After hearing legal argument on Duer Spring’s motion for a temporary restraining order and preliminary injunction, the district court declined to hold an evidentiary hearing and denied Duer Spring’s motion for a preliminary injunction on the ground that it had not established the required likelihood of success on the merits. Plaintiff appeals. We expedited the appeal, and listed the matter for oral argument. We review a district court’s denial of a motion for a preliminary injunction for abuse of discretion or an error of law. Kennecott Corp. v. Smith, 637 F.2d 181, 187 (3d Cir.1980); Hohe v. Casey, 868 F.2d 69 (3d Cir.), cert. denied, — U.S. -, 110 S.Ct. 144, 107 L.Ed.2d 102 (1989). “Because the preliminary injunction in this case rested on the district court’s decision [concerning the constitutionality of a classification], a decision that did not turn on any factfinding, we consider here whether the district court committed an error of law. On questions of law, our scope of review is plenary.” Tustin v. Heckler, 749 F.2d 1055, 1060 (3d Cir.1984).

II. Discussion

The NLRA contains no statutory preemption provision. As in pre-emption analysis generally, “ ‘[t]he purpose of Congress is the ultimate touchstone.’ ” Metropolitan Life Ins. Co. v. Massachusetts, 471 U.S. 724, 747, 105 S.Ct. 2380, 2393, 85 L.Ed.2d 728 (1985) (quoting Malone v. White Motor Corp., 435 U.S. 497, 504, 98 S.Ct. 1185, 1190, 55 L.Ed.2d 443 (1978)).

There are two distinct NLRA pre-emption principles. One, articulated in San Diego Building Trades Council v. Garmon, 359 U.S. 236, 79 S.Ct. 773, 3 L.Ed.2d 775 (1959) (denominated the Garmon rule), protects the primary jurisdiction of the NLRB to determine what conduct is either protected or prohibited by the NLRA. [970]*970That principle is not implicated here, because there is no claim that Pennsylvania has sought to regulate or prohibit any conduct subject to the regulatory jurisdiction of the NLRB. See Metropolitan Life, 471 U.S. at 748-49, 105 S.Ct. at 2393-94.

Duer Spring invokes instead the other pre-emption doctrine, enunciated in, inter alia, Lodge 76, Int’l Ass’n of Machinists and Aerospace Workers v. Wisconsin Employment Relations Comm’n, 427 U.S. 132, 140, 96 S.Ct. 2548, 2553, 49 L.Ed.2d 396 (1976), which protects against state interference with policies implicated by the structure of the NLRA and preempts state law concerning conduct Congress intended to be unregulated. See Metropolitan Life, 471 U.S. at 749, 105 S.Ct. at 2394.

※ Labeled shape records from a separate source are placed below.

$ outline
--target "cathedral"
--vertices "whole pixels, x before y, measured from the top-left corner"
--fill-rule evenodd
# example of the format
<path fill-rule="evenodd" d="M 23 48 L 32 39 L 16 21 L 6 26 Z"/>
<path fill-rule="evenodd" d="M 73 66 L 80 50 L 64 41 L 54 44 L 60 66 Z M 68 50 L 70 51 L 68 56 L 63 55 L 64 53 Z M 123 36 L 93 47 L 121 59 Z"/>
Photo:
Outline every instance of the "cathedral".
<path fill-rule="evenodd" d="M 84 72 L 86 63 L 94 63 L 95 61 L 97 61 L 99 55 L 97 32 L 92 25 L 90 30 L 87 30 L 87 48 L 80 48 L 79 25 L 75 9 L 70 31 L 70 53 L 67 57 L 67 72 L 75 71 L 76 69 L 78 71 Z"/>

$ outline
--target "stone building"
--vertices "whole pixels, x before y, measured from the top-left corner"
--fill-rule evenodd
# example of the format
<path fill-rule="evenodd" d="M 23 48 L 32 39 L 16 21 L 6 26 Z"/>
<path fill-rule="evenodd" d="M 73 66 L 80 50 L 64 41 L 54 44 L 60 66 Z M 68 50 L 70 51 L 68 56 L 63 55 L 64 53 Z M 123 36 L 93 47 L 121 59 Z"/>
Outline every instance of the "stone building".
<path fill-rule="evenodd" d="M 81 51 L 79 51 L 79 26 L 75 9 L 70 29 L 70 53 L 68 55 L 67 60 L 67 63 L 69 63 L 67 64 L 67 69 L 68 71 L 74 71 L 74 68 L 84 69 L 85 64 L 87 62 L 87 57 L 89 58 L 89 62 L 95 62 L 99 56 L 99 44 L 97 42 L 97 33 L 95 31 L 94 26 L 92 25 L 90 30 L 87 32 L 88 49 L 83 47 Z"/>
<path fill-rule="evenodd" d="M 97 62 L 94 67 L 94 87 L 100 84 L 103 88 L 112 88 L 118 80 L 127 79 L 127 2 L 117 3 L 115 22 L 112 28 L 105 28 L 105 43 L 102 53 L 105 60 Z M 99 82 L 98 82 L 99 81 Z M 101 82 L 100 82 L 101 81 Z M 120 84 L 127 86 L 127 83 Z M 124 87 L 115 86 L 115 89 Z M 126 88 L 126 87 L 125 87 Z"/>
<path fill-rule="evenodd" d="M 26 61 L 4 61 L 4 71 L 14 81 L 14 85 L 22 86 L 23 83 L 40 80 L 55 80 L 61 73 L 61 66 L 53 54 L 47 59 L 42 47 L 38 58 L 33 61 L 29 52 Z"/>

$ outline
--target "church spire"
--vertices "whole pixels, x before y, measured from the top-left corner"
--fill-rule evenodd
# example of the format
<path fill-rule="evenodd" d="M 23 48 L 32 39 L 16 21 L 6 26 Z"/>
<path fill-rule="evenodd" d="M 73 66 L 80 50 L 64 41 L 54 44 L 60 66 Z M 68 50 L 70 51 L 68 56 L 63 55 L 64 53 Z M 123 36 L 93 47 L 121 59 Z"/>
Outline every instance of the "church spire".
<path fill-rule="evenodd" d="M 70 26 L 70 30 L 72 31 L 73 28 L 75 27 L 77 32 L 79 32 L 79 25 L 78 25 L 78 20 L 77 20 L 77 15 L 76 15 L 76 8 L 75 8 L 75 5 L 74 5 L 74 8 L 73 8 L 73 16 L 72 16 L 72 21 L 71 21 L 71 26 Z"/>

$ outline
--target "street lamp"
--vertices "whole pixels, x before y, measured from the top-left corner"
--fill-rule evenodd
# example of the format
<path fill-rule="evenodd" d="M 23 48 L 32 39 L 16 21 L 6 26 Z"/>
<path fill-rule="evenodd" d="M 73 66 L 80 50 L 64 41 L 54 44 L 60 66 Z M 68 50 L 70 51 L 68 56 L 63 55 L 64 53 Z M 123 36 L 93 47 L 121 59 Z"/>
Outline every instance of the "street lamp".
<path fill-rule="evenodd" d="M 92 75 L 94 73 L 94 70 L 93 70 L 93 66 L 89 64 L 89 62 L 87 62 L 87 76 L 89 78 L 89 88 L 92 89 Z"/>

Under the participatory state-federal scheme of Title IX of the Social Security Act of 1935, Pennsylvania law provides that an employee is ineligible for unemployment compensation for any week:

[i]n which his unemployment is due to a stoppage of work, which exists because of a labor dispute (other than a lock-out) at the factory, establishment or other premises at which he is or was last employed. ...

43 Pa.Cons.Stat.Ann. § 802(d) (Purdon 1964).

The interplay between the NLRA and a state unemployment compensation law was at issue in New York Telephone Co. v. New York State Dep’t of Labor, 440 U.S. 519, 99 S.Ct. 1328, 59 L.Ed.2d 553 (1979), where a New York unemployment law authorized claimants who lost employment because of a strike, lock-out or other industrial controversy to collect benefits after an eight week waiting period. Accepting the finding of the district court that the statute “alters the balance in the collective bargaining relationship and therefore conflicts with the federal labor policy favoring the free play of economic forces in the collective bargaining process,” id. at 526, 531-32, 99 S.Ct. at 1333, 1336-37, the Court nonetheless found that the state law was not pre-empted by the NLRA.